“Once upon a time there was a girl who liked ice cream and a boy who liked coffee. One day, they decided to try it together. The rest is history.”
This is the simplified version of the story behind Eiskaffee, a newly opened coffee and ice cream shop located within the renovated and expanded 11th Avenue Hostel in Denver.
cobbler (pronounced “ice café”) is a German treat that combines ice cream and coffee. In a German café, you’ll get your food cobbler in a tall glass. In the newly opened Denver store, you can have your own cold nitro drink with two scoops of ice cream in miniature, topped with whipped cream, grated chocolate, and a thin slab of waffle cone.
Eiskaffee offers European tastes and the sweet taste of caffeine, according to their owners Erika Thomas and Chad Stutz.
The two waited for a while to open the store, the sister concept of another ice cream venture, High Point Creamery, which was founded in 2014 and already has four Denver locations at RiNo, Berkeley and Hilltop and at Choice Market on Broadway. They cited equipment and construction delays due to supply chain problems to delay the opening by about 18 months.
“It’s been a long year since we started talking to him [the hotel] Before they even started renovating, and the process took longer than anyone could have imagined just because of COVID and it all ended up happening,” Stutz said.
Meanwhile, the pair have run an Eiskaffee from a small food stall at the Grange Hall Food Market in Greenwood Village. Now they say they’re looking to have enough room to make more pastries to serve along with their 14 flavors of ice cream and “waffle chops”—yes, that’s a shot of espresso served in a chocolate-lined waffle cone cup.
Thomas said that some of their ice cream flavors are European-inspired to thematically match the name of the store’s namesake.
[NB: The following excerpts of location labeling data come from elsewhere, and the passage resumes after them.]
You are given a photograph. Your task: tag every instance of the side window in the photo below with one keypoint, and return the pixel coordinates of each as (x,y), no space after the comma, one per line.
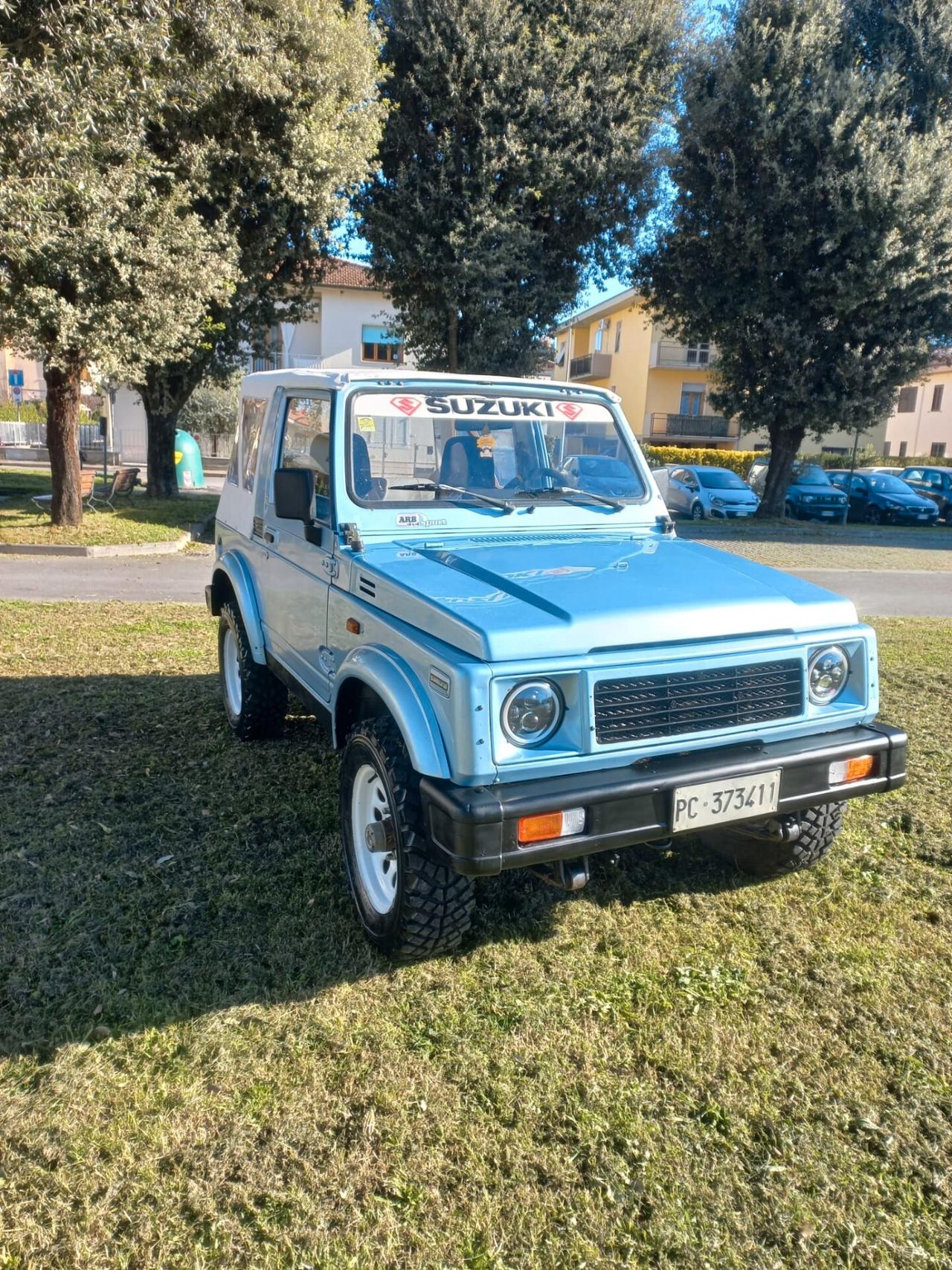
(253,411)
(306,443)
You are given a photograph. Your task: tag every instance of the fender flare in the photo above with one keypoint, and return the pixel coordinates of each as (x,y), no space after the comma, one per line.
(238,573)
(396,684)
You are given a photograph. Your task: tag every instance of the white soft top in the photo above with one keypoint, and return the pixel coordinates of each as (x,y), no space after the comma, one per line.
(266,381)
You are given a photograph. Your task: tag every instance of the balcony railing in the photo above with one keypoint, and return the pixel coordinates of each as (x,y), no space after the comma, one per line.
(592,366)
(682,356)
(695,427)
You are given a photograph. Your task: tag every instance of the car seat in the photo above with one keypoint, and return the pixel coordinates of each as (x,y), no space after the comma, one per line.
(463,466)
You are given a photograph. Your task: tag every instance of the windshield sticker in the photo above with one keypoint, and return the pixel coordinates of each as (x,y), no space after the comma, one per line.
(436,405)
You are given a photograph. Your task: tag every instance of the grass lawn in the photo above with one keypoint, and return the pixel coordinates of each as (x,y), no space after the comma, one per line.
(143,520)
(206,1066)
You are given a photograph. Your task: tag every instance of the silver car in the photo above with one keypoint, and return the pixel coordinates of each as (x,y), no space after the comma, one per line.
(709,492)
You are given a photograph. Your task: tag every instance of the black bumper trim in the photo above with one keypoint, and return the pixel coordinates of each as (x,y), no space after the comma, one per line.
(475,828)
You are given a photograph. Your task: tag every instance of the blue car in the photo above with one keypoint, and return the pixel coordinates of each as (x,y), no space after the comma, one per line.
(810,494)
(882,499)
(709,492)
(519,671)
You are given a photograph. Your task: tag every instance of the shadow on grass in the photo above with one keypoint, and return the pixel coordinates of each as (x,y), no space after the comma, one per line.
(154,869)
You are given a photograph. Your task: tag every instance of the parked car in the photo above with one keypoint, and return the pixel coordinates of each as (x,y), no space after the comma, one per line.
(810,494)
(602,474)
(878,498)
(934,483)
(519,672)
(709,492)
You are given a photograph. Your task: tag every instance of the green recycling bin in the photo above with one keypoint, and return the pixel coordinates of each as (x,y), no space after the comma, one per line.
(188,463)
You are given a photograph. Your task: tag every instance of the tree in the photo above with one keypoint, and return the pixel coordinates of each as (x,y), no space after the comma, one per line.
(811,237)
(515,164)
(100,257)
(268,155)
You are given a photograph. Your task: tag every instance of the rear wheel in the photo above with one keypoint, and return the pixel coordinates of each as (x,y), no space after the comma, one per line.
(255,702)
(411,905)
(763,858)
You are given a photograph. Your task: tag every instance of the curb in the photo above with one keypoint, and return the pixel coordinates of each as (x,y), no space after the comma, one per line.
(116,549)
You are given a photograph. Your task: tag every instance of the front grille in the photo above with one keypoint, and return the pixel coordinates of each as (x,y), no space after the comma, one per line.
(670,705)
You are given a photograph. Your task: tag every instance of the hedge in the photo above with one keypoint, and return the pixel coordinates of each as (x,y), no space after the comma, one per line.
(739,460)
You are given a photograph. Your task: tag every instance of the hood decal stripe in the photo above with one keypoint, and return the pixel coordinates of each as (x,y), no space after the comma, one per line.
(495,580)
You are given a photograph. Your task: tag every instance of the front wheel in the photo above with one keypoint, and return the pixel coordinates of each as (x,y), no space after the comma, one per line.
(255,702)
(763,858)
(411,905)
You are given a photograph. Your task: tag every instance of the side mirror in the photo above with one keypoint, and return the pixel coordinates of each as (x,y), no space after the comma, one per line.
(294,494)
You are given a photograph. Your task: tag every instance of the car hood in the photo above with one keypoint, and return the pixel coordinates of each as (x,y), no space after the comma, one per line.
(512,597)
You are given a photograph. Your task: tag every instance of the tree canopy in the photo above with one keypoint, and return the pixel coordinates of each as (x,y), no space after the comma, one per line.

Customers can choose Belgian chocolate, Bavarian cream or Scotch pudding from a list of traditional flavors such as chocolate, strawberry and vanilla.
This development is convenient due to their home within a hostel, which is the name for the traditional low-cost dormitory-style traveler’s hostel that is more popular in Europe than in the US
“We’re really excited to bring this concept fully to life,” Thomas said, looking around the new space. And who doesn’t love coffee and ice cream?